The court’s three liberal justices dissented, joined in part by Justice Amy Coney Barrett. The liberals warned of potential “life or death consequences” from the majority’s order and criticized their colleagues, saying their ruling “flouts well-established limits … creates new law on the emergency docket, and elides the serious threat our intervention poses to the lives of individual detainees.”

President Donald Trump invoked the 1798 Alien Enemies Act, which is aimed at removing citizens of a nation with which the United States is at war, after declaring the presence of the Venezuelan Tren de Aragua gang in the United States an “invasion.”

Government attorneys said Boasberg’s block on such deportations while litigation continues was an unconstitutional imposition on the president’s broad authority to deal with national security issues and conduct foreign policy. They claimed the gang is operating in the United States at the behest of Venezuelan President Nicolás Maduro, an idea disputed by government intelligence agencies.
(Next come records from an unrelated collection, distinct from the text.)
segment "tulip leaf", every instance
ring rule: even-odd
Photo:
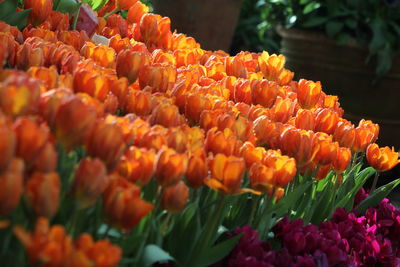
[[[5,17],[3,20],[10,25],[18,27],[18,29],[22,30],[26,23],[28,22],[28,15],[31,13],[32,9],[24,9],[19,12],[13,12]]]
[[[14,15],[17,9],[18,0],[5,0],[0,2],[0,20],[4,20],[4,18]],[[7,22],[7,21],[6,21]]]
[[[384,199],[399,184],[400,178],[376,189],[360,203],[360,205],[357,207],[357,213],[364,214],[368,208],[378,205],[379,202],[381,202],[382,199]]]
[[[352,209],[354,196],[365,184],[368,178],[371,177],[371,175],[375,172],[376,171],[374,168],[368,167],[358,173],[355,177],[355,185],[350,190],[348,190],[346,194],[338,195],[339,202],[336,203],[335,209],[338,207],[344,207],[346,210]],[[349,177],[347,177],[347,179],[349,179]]]
[[[202,257],[200,266],[210,266],[211,264],[214,264],[219,260],[225,258],[236,246],[241,237],[242,233],[232,238],[229,238],[228,240],[220,242],[212,248],[208,249],[204,253],[205,255]]]
[[[142,264],[140,266],[152,266],[157,262],[168,262],[175,261],[175,259],[169,255],[168,252],[164,251],[159,246],[150,244],[144,248]]]
[[[82,0],[82,2],[88,4],[93,10],[98,11],[108,3],[108,0]]]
“This case presents fundamental questions about who decides how to conduct sensitive national-security-related operations in this country — the President … or the Judiciary,” acting solicitor general Sarah M. Harris wrote in court filings. “The Constitution supplies a clear answer: the President. The republic cannot afford a different choice.”

Boasberg halted the deportations temporarily in response to a lawsuit filed by the American Civil Liberties Union on behalf of five migrants. The organization says Trump can’t invoke the Alien Enemies Act to deport Venezuelans because the United States is not at war with the country. It called the president’s use of the act “unprecedented.”